Is Trump Really Trying to Steal Employees' Tips?
The latest hysterical overreaction to a regulatory rollback
Just about every regulatory rollback is greeted by handwringing and hysteria these days. So we shouldn't be surprised by the reaction to the Department of Labor's announcement that it plans to partially repeal an Obama-era rule prohibiting restaurants, bars, and other hospitality businesses from tip pooling—the practice where management collects the tips and then distributes a fixed percentage to cooks, busboys, and other "back-of-the-house" staff.
"Trump Wants You to Tip Restaurant Owners, Not Servers," declares Newsweek. "Proposed rule would protect employers who steal workers' hard-earned tips," says the Employment Policy Institute (EPI), a left-tilting think tank.
By legalizing tip pooling, these groups say, employers will be allowed to vacuum up the tips intended for their employees, something the EPI estimates will cost workers $6.1 billion a year in tips.
All of that sounds pretty bad. It's also not true. To understand why, you have to start with the basics.
Under the current Obama-era rule, employers are prevented from pooling tips among employees not in the "chain of service," meaning employees who don't interact directly with the customer. That includes cooks and busboys, but also managers, supervisors, and owners.
Before this rule was issued by the Department of Labor in 2011, restaurants in 43 states were prohibited from tip pooling. Some restaurant operators had been using "tip credits", or crediting tips their servers earned toward their requirement to pay the minimum wage. Since the 1970s, federal law has prohibited tip credit businesses from tip pooling.
In those states, the imposition of the 2011 rule had no effect, and its repeal will have no effect, says Anthony Anton of the Washington Hospitality Association, a trade group for hotes and restaurants in Washington state. "In the vast majority of states this is a non-issue," he said. Employers claiming a portion of an employee's tips "won't be legal there, whatever the rule."
This is missing from EPI's analysis, which gets its $6.1 billion estimate assuming all tips paid above a state's minimum wage could potentially be taken by employers, regardless of whether a business is currently using a tip credit model or not. These businesses used a tip credit model before Obama's 2011 rule and they'll probably continue to do so after it's gone.
The repeal will mean something in seven western states where tip credits are forbidden, and businesses were previously able to engage in tip pooling.
The repeal of the 2011 rule would allow these businesses to begin tip pooling again but, crucially, most of these tips will be off-limits to employers. That is because of state-level rules that forbid managerial staff, and owners from receiving any tips.

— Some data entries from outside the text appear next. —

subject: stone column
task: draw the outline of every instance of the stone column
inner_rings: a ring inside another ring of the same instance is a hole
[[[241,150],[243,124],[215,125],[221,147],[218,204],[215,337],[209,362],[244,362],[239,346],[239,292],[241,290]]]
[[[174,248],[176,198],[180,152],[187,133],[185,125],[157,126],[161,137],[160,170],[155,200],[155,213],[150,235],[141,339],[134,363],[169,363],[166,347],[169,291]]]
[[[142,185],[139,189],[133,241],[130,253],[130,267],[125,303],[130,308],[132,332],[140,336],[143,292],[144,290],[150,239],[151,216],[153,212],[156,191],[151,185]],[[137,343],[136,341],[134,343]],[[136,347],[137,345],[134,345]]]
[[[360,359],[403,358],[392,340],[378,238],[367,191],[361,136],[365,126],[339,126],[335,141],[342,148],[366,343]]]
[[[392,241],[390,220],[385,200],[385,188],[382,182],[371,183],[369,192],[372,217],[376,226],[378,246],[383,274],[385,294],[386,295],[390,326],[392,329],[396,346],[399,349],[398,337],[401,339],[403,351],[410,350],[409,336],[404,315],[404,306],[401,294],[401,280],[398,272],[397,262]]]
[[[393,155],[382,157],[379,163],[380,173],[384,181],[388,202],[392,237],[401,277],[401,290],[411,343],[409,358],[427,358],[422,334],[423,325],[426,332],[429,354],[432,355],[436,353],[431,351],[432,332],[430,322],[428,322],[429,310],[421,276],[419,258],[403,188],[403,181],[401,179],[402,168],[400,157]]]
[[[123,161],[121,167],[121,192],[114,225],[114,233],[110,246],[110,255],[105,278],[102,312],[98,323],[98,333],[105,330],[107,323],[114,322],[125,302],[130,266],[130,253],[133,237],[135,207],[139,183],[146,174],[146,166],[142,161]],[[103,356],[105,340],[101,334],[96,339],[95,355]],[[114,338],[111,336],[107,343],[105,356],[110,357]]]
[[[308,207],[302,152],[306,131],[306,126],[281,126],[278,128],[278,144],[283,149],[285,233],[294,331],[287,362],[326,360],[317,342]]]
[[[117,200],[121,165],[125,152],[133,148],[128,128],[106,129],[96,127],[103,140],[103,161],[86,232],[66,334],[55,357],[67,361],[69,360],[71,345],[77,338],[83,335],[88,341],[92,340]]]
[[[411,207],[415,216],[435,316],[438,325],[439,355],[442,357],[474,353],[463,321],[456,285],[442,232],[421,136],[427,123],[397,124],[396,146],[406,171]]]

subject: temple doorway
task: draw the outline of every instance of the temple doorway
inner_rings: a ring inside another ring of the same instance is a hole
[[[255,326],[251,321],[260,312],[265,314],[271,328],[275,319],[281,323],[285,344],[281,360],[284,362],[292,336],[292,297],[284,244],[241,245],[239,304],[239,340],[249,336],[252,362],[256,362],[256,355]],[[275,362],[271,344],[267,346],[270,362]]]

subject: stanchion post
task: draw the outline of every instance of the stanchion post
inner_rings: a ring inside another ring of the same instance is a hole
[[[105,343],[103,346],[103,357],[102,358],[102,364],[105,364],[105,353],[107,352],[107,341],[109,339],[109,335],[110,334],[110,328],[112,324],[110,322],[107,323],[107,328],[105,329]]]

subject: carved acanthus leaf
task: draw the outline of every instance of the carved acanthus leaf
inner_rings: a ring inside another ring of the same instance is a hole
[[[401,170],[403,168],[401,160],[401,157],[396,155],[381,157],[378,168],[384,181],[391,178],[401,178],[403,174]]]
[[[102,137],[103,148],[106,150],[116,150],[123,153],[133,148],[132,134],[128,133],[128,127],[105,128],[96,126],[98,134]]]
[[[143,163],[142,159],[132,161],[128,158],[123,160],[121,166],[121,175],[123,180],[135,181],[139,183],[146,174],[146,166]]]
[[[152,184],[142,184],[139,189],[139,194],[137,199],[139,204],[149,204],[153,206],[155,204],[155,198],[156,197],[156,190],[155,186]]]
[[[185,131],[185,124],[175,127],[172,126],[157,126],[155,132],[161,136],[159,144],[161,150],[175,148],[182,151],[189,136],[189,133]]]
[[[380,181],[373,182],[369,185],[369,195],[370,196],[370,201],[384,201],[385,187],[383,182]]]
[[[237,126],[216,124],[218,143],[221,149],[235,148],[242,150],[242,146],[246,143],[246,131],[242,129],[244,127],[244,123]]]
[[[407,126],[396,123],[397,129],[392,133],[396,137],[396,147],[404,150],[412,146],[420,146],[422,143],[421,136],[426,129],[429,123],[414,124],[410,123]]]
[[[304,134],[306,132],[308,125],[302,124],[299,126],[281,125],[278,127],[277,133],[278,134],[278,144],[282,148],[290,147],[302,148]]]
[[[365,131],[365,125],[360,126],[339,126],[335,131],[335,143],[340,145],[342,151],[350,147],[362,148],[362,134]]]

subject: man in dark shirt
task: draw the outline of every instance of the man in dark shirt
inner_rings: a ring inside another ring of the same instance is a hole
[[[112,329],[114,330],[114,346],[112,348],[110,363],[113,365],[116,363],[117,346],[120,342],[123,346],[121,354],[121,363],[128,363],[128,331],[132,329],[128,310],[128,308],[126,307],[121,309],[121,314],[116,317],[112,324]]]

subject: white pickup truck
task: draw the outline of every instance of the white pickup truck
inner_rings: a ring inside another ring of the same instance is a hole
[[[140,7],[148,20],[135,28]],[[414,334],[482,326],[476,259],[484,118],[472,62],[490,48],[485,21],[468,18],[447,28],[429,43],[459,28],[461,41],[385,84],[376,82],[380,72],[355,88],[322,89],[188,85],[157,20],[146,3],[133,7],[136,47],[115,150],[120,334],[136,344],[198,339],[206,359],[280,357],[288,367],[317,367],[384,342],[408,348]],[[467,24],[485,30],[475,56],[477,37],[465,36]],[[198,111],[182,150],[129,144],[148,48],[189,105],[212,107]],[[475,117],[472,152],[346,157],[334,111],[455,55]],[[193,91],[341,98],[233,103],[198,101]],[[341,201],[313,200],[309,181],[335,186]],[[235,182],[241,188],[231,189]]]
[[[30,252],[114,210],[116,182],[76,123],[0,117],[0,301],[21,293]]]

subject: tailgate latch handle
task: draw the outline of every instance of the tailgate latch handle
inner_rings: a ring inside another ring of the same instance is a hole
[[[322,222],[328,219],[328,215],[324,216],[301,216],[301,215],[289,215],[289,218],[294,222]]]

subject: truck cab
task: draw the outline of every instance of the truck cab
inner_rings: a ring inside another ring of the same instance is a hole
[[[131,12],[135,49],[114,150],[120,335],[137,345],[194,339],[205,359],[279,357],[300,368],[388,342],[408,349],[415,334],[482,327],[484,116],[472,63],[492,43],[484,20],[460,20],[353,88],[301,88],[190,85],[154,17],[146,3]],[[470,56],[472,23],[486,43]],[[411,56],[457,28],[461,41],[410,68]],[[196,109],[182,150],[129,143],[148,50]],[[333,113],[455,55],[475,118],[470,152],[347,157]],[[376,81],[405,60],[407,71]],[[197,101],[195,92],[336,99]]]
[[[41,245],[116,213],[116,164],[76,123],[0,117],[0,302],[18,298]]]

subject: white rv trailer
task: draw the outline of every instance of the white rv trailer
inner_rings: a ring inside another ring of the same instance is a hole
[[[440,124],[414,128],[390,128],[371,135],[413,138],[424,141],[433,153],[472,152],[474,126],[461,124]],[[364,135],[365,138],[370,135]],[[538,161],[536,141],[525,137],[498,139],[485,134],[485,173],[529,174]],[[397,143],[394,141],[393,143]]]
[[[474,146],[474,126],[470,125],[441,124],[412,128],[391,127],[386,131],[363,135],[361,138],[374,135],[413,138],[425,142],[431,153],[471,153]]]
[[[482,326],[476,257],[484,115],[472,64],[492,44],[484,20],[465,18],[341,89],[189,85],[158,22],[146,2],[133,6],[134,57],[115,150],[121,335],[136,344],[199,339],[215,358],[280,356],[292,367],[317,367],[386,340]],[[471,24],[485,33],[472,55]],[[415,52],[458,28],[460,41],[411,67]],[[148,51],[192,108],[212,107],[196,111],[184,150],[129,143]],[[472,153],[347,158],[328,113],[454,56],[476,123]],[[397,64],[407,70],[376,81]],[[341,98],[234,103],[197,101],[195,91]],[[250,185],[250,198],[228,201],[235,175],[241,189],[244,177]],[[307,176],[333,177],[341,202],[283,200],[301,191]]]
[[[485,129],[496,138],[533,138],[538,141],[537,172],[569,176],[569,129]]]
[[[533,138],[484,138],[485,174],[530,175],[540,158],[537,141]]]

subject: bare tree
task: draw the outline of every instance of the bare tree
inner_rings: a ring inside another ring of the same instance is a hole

Washington state law forbids this. California's does as well. That leaves five states that could potentially see employers sharing in a cut of tips, something many will be reticent to do out of a desire to reward teamwork or to avoid worker dissatisfaction.
That's a far cry from the Newsweek piece claiming this rule change will "ripple across the economy, hurting families and local businesses and placing new demands on social service programs."
The rule change will, instead, allow restaurants, whose employees might already be sharing their tips with the back of the house informally, "to have a consistent manner in how it deals with" tip pooling, Anton says.
As with most deregulatory actions, Trump's proposal to allow for greater tip pooling is a minor change to a short-lived rule that has since been blown for out of proportion by activists and the press.
Servers and restaurant customers alike should not buy the hype.